E. Defendant Weagley's Letter Containing

Quotations of Plaintiff's Conversations

Finally, Plaintiff alleges that on September 19, 2010, defendant Weagley sent a letter to attorney Michael E. McHale containing "certain quotes attributed to both Chloe and Timothy Thomas" that "had to have been taken from a recording device" because they were "exact quotes." (Am. Compl. ¶ 21).

This claim is meritless under both federal and state law for at least two reasons. First, Plaintiff fails to allege that the oral communications were intercepted by a prohibited device. Indeed, he admits that he is only speculating that such a device was employed because "exact quotes" were used in the letter. Second, Plaintiff fails to allege any facts as to the circumstances under which the interception was attempted.

V. Conclusion

We must decide if we should allow amendment. See Fletcher--Harlee Corp.

v. Pote Concrete Contractors, Inc., 482 F.3d 247, 251 (3d Cir. 2007). Plaintiff's counsel has already been given one opportunity to amend, with instructions that, in his amended complaint, "he allege[ ] sufficient facts showing the number of violations, when they occurred, [and] the circumstances of the violation . . . ." 2012 WL 2238028, at *9. Plaintiff failed to file a meritorious amended pleading. In these circumstances, we will not allow another amendment.

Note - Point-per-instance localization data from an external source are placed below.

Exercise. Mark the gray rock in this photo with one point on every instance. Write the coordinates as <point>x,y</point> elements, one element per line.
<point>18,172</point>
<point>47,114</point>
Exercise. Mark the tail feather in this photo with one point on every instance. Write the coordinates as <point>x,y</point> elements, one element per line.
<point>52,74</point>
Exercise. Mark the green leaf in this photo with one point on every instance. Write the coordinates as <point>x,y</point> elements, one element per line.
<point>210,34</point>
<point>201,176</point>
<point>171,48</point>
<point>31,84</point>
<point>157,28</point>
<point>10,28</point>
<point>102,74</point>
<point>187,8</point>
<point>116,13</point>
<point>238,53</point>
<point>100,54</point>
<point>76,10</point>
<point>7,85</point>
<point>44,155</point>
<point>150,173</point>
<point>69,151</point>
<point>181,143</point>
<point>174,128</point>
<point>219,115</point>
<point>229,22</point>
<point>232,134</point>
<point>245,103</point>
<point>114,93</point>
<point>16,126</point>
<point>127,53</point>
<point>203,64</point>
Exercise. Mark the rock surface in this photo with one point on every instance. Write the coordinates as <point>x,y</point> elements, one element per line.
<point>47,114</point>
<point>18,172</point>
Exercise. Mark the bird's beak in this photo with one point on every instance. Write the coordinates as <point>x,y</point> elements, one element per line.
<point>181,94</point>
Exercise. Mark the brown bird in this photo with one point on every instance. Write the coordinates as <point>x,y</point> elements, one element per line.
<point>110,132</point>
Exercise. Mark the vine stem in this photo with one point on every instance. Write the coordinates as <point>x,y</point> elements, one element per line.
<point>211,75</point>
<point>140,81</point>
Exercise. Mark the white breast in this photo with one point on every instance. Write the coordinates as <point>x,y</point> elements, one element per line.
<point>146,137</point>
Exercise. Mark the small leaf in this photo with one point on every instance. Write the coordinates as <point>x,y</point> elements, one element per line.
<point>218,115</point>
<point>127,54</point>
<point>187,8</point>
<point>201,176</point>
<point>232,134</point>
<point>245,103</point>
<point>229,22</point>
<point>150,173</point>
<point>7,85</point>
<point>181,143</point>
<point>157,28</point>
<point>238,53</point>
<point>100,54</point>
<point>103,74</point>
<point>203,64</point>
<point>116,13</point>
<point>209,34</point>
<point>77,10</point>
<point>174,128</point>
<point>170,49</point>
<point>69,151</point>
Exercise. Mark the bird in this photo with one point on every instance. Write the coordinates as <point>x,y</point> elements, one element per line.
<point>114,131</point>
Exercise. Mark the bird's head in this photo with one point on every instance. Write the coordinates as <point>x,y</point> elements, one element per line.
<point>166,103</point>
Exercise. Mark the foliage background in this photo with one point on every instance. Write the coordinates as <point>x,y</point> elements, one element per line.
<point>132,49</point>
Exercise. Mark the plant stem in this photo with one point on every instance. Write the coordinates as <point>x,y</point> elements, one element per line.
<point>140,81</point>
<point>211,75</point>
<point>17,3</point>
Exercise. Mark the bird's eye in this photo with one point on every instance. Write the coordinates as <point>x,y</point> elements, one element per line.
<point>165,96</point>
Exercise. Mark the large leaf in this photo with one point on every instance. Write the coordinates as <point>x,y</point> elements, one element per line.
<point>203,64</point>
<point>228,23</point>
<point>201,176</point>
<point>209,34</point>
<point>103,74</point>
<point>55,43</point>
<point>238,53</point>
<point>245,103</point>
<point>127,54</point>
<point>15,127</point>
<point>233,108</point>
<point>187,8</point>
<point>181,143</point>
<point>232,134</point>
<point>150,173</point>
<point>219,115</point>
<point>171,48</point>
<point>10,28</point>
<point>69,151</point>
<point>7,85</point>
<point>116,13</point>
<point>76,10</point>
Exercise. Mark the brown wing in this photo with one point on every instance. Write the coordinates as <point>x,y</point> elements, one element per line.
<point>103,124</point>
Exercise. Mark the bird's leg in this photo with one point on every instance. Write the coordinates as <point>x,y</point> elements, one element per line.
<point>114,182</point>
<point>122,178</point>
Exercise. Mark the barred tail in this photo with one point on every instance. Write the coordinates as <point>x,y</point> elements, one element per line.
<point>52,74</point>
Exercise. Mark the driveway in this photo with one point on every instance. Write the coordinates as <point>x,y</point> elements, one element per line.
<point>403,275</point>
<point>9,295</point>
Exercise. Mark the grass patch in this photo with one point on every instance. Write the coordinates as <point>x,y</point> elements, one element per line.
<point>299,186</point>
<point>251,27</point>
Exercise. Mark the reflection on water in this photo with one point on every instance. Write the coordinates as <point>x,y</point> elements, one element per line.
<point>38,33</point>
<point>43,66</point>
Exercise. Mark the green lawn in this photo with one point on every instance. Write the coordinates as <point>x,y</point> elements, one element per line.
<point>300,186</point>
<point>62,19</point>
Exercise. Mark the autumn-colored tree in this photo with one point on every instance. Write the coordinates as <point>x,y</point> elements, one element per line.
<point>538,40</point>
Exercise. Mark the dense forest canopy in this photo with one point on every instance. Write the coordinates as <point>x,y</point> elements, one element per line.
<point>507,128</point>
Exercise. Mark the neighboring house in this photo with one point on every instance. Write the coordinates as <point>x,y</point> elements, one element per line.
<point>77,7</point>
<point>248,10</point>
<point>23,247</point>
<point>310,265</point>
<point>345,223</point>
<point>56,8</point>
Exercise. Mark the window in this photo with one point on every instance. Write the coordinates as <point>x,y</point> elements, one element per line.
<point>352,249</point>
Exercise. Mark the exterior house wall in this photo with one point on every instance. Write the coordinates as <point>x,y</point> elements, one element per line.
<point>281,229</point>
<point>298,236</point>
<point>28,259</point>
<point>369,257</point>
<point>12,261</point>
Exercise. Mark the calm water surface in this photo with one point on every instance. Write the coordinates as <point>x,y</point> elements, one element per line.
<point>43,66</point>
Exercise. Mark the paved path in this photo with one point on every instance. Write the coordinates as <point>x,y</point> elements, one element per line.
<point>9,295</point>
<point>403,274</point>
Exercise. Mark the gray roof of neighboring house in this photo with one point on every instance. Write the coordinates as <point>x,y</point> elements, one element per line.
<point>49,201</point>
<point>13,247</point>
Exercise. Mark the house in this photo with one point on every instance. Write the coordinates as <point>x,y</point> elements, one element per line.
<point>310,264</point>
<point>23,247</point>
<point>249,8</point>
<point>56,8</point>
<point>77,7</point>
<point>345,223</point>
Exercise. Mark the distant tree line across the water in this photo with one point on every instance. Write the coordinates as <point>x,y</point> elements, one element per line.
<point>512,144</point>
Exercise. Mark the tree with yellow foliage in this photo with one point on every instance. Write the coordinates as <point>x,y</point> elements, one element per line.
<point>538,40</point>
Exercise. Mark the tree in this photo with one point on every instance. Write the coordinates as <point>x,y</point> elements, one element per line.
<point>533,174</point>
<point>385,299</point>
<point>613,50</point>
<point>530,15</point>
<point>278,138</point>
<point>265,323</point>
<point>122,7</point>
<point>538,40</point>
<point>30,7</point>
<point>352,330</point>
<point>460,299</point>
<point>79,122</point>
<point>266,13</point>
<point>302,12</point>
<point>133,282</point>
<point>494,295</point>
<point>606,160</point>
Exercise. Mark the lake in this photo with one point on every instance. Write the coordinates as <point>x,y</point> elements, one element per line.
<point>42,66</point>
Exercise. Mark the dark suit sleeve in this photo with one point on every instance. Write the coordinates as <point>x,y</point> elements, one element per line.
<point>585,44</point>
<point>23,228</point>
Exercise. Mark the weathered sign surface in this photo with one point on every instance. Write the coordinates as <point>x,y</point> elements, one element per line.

We will issue an appropriate order.

William W. Caldwell

IN THE UNITED STATES DISTRICT COURT FOR THE MIDDLE DISTRICT OF PENNSYLVANIA

TIMOTHY M. THOMAS, Plaintiff v. DIANA MARIE THOMAS and RONALD WEAGLEY Defendants

CIVIL NO. 1:11-CV-2336

ORDER

AND NOW, this 15th day of October, 2012, upon consideration of defendants, Diana Thomas's and Ronald Weagley's, motion (Doc. 28) to dismiss the amended complaint, it is ordered that:

1. The motion is granted.

2. Plaintiff's amended complaint (Doc. 27) is dismissed without leave to amend.

3. The Clerk of Court shall close this file.